An idea occurred to her and she saw right away that it was the correct one, the only one. It should have occurred to her last night, but she was on Ed’s terms then, and tonight he was on hers. Still, she hesitated. Any deviation from the pattern, however short-lived that pattern happened to be, promised to unleash in Ed a disproportionate fury. She had a vision of his overturning the table like a card cheat before a shootout.
She cleared her throat. “I have an idea,” she said tentatively, and he didn’t respond. He was tossing aside, one by one, the gestures of nicety that accounted for much of conversation. “It can save us some time. Of course, if you want to do it another way, it’s up to you.”
He nodded to indicate he was listening—an improvement. She sipped her tea.
“I can just enter them directly into the book,” she said. “You can check it over when I’m done.”
“Yes,” he said, lightning-quickly. At first she thought he hadn’t heard her. Then he looked up and said it again. She felt her body relax. She hadn’t realized it, but she had been bracing for a shock—a blow, even.
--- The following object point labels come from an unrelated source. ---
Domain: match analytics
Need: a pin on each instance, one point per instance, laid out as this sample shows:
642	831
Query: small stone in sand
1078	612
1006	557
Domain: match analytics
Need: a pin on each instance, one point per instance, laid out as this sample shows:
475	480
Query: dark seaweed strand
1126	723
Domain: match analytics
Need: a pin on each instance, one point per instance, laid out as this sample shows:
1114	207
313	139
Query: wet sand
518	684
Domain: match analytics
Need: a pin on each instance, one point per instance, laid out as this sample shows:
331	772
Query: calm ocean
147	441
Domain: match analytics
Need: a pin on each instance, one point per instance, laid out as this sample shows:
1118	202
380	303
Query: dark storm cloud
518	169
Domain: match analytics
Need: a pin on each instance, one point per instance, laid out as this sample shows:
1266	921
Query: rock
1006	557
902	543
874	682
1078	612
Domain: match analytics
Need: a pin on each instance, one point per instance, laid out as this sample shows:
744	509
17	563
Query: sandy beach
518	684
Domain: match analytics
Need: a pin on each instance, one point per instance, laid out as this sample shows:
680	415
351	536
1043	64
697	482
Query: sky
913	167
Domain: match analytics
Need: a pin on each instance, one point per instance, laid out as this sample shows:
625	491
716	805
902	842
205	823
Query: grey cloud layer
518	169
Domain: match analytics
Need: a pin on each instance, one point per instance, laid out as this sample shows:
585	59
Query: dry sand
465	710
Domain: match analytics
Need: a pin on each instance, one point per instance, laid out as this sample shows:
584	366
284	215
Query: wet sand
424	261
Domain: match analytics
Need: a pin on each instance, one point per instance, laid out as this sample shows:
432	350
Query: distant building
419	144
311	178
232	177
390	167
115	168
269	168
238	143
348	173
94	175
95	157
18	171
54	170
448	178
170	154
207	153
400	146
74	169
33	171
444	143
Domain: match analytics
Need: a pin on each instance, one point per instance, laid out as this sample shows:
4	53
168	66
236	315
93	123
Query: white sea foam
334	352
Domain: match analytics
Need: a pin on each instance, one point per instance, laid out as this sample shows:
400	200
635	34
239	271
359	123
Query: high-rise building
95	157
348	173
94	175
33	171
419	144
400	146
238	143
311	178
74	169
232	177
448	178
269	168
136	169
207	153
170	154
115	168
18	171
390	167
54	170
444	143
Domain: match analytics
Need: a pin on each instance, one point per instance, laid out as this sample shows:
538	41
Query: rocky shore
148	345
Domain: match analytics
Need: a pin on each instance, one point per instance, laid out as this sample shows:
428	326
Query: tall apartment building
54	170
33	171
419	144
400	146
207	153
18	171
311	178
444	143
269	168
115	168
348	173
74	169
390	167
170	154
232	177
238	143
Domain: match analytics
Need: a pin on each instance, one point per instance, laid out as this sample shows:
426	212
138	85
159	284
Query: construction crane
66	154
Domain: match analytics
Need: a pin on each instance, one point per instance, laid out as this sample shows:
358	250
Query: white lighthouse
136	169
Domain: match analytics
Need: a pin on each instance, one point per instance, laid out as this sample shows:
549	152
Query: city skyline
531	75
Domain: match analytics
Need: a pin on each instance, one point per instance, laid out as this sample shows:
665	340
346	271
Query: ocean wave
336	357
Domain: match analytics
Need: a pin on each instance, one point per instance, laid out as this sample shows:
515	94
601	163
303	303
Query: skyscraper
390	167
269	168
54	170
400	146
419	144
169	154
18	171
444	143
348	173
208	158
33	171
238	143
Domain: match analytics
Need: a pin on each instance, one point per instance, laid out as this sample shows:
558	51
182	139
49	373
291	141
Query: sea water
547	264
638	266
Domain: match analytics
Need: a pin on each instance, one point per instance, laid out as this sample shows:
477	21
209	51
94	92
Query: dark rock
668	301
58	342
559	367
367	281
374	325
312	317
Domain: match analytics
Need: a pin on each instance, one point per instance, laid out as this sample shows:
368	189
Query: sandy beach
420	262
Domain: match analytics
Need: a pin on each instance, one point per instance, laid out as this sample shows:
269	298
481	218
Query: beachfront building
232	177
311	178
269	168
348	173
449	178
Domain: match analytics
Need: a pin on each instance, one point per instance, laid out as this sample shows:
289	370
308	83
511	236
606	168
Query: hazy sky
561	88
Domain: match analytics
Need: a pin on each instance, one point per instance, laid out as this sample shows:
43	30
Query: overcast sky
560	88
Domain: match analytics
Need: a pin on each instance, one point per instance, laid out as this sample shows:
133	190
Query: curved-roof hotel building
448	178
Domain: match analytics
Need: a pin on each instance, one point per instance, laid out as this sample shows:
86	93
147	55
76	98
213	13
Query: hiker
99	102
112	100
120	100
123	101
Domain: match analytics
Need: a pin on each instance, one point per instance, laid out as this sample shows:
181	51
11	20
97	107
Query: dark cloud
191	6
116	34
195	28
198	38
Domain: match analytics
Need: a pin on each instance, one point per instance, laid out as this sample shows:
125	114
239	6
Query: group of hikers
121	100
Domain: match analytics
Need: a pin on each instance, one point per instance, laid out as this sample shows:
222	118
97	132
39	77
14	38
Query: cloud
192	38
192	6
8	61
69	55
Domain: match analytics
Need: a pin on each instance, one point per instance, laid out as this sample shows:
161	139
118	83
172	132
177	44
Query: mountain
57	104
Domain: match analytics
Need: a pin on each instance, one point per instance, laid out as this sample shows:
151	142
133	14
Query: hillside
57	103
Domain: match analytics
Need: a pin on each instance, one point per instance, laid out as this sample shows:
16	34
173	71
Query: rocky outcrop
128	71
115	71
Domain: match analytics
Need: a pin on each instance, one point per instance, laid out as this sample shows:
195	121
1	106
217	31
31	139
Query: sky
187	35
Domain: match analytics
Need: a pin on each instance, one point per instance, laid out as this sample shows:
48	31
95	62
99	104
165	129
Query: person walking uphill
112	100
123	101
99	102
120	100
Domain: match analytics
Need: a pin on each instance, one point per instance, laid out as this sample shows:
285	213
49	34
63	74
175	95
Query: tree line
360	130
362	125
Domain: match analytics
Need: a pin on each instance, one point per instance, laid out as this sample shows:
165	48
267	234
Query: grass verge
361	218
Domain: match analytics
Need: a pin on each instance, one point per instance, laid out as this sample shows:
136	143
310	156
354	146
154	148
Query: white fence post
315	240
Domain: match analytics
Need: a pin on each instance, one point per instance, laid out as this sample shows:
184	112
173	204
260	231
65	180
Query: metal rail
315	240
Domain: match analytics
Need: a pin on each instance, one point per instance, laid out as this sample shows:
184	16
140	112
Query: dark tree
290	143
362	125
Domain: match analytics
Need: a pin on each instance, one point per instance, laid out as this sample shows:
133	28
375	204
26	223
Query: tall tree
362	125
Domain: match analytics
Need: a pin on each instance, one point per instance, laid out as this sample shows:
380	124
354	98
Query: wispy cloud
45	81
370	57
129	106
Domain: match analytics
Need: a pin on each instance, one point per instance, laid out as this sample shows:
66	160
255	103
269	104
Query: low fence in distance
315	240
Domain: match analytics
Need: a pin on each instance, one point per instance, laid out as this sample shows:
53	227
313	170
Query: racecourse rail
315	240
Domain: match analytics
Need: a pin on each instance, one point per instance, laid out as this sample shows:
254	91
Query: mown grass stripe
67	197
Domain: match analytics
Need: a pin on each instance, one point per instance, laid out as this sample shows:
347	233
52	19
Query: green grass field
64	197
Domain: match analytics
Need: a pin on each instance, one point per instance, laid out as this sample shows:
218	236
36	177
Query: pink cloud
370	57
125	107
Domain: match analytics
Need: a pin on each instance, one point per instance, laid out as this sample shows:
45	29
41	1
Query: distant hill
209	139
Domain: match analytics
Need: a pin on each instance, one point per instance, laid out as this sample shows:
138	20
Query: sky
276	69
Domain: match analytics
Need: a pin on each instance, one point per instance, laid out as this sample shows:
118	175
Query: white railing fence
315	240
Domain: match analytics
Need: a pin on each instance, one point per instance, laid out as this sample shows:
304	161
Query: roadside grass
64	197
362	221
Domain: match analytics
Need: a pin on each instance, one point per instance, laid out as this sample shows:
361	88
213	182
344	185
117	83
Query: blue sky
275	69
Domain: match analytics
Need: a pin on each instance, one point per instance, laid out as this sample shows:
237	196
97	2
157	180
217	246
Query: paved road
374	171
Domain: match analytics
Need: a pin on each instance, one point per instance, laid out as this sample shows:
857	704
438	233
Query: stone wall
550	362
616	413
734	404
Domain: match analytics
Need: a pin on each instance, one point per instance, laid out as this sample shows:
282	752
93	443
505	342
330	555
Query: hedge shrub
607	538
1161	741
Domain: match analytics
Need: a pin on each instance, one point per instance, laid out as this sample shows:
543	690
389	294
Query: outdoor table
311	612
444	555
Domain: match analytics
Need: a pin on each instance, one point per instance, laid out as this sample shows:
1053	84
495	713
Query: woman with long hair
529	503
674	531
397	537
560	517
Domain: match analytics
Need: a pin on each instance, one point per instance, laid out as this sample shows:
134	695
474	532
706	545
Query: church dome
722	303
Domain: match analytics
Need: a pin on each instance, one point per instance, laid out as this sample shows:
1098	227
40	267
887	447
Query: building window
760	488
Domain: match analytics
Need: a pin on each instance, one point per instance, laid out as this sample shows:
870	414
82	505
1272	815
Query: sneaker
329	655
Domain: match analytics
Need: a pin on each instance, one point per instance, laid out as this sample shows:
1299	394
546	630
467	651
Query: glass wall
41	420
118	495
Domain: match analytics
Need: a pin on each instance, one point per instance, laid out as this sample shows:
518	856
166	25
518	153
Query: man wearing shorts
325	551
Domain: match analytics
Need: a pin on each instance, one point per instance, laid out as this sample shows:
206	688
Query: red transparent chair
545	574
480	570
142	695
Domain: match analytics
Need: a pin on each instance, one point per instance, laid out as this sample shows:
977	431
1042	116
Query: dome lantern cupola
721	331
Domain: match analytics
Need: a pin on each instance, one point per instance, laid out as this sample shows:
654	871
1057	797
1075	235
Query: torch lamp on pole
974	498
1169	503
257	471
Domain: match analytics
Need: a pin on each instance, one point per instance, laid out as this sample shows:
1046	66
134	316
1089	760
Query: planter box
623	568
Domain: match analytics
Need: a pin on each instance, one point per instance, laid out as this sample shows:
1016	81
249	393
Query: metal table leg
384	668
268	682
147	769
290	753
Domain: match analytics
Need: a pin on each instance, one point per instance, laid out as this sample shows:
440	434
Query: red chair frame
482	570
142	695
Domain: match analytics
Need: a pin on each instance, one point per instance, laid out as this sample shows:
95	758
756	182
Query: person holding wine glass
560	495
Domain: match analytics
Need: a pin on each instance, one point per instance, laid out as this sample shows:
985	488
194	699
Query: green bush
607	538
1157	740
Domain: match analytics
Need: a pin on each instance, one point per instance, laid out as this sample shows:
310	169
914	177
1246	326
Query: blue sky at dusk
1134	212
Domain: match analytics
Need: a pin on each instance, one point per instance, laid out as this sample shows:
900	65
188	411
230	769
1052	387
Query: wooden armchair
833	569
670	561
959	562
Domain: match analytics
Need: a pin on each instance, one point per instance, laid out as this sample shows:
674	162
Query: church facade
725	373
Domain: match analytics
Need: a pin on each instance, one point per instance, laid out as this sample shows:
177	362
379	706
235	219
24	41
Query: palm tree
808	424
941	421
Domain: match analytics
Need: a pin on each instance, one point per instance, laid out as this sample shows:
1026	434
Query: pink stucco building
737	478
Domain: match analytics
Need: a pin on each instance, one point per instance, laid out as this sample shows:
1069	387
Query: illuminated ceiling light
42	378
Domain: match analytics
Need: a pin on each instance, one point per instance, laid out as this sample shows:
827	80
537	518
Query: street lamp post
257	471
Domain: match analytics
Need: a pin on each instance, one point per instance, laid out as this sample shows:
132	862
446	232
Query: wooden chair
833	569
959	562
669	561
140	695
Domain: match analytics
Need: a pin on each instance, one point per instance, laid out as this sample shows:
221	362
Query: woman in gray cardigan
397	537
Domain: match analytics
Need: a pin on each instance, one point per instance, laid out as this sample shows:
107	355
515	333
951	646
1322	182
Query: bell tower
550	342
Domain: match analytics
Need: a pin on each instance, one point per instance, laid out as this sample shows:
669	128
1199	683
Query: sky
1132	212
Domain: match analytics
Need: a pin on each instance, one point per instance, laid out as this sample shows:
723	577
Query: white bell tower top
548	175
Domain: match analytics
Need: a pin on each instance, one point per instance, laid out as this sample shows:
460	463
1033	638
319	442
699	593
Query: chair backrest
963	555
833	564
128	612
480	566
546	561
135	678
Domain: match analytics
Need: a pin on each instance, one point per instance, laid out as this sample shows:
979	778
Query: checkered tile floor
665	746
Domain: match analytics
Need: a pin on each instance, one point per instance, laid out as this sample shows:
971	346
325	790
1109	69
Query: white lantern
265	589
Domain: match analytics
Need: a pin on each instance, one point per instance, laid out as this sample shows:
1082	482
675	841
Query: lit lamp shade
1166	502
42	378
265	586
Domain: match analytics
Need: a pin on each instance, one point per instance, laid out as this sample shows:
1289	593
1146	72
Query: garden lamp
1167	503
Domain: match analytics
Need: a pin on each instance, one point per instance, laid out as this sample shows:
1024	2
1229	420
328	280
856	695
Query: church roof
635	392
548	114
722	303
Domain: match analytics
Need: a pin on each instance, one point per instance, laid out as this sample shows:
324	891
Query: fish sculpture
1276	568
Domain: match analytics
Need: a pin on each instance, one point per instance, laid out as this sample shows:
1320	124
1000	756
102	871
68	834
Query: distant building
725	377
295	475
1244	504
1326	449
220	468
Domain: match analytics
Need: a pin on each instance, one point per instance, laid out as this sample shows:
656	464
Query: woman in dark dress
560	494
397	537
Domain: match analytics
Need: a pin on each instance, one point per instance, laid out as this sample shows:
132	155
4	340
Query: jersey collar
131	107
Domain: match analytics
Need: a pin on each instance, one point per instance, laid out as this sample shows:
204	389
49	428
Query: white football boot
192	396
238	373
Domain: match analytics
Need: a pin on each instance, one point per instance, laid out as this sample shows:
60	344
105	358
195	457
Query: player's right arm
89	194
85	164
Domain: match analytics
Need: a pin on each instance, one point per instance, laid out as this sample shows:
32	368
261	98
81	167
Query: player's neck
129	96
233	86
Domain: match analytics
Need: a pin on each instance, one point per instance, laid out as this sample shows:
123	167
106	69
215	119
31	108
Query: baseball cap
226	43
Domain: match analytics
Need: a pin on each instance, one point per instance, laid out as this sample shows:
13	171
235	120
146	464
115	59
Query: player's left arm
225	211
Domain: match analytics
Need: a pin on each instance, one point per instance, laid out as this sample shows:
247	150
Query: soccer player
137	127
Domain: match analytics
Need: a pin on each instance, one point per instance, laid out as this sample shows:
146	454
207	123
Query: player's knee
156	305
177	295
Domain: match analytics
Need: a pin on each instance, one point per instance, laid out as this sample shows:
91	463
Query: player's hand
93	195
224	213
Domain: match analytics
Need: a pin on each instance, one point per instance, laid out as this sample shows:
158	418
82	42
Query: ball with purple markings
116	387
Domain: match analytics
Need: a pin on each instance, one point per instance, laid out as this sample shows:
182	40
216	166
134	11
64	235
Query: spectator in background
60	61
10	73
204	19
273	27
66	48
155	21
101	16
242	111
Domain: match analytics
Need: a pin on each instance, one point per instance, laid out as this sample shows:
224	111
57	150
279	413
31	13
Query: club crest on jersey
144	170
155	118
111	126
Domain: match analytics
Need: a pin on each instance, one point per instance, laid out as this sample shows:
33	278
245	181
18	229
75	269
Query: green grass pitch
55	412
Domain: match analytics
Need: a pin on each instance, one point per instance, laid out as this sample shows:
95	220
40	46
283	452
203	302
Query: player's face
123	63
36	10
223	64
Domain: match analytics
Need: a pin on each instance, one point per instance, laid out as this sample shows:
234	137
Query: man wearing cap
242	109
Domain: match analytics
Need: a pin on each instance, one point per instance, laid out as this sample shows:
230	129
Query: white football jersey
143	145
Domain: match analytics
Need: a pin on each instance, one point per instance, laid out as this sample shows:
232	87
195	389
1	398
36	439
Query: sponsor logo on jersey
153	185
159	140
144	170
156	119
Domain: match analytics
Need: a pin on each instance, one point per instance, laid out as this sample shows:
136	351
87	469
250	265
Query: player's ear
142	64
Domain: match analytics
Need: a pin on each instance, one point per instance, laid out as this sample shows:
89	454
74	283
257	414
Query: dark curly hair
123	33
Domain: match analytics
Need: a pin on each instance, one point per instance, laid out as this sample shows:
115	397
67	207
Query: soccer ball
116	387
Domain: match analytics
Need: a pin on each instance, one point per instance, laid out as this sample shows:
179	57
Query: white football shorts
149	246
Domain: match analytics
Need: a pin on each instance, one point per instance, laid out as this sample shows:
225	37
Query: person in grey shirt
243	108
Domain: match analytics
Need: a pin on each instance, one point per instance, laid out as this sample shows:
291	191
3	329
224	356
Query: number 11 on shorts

“Good,” she said as she took the gradebook from him, but she didn’t mean it. He was so quick to relinquish control of the project, it was as if he had been hoping all along that she would take it over.
She filled in the grades. It took no time at all. It almost made her laugh. She had let herself be convinced that this was a task that required the gravest concentration. In fact it would have been difficult to make a mistake once the first few were in place. They were already alphabetized. She shuddered to imagine how much time Ed had spent checking the alphabetization.
“Done,” she said, closing the book. She hoped he wouldn’t insist on checking it himself.
“Thank you,” he said, to her surprise.
“Let’s go to bed.”
They made love; it was a frenetic affair. Ed seemed to take his stress out on her body, but she enjoyed it anyway. They hadn’t made love with vigor like that in a while. There was something less than terrifying about his anger; it was that of a man in chains. He finished with a grunt; she climaxed along with him. As they lay in silence afterward, their bodies coated in sweat, Ed looking at her intently, she felt an invisible barrier between them had been breached. It would be easier now. She would be able to tell him about the house.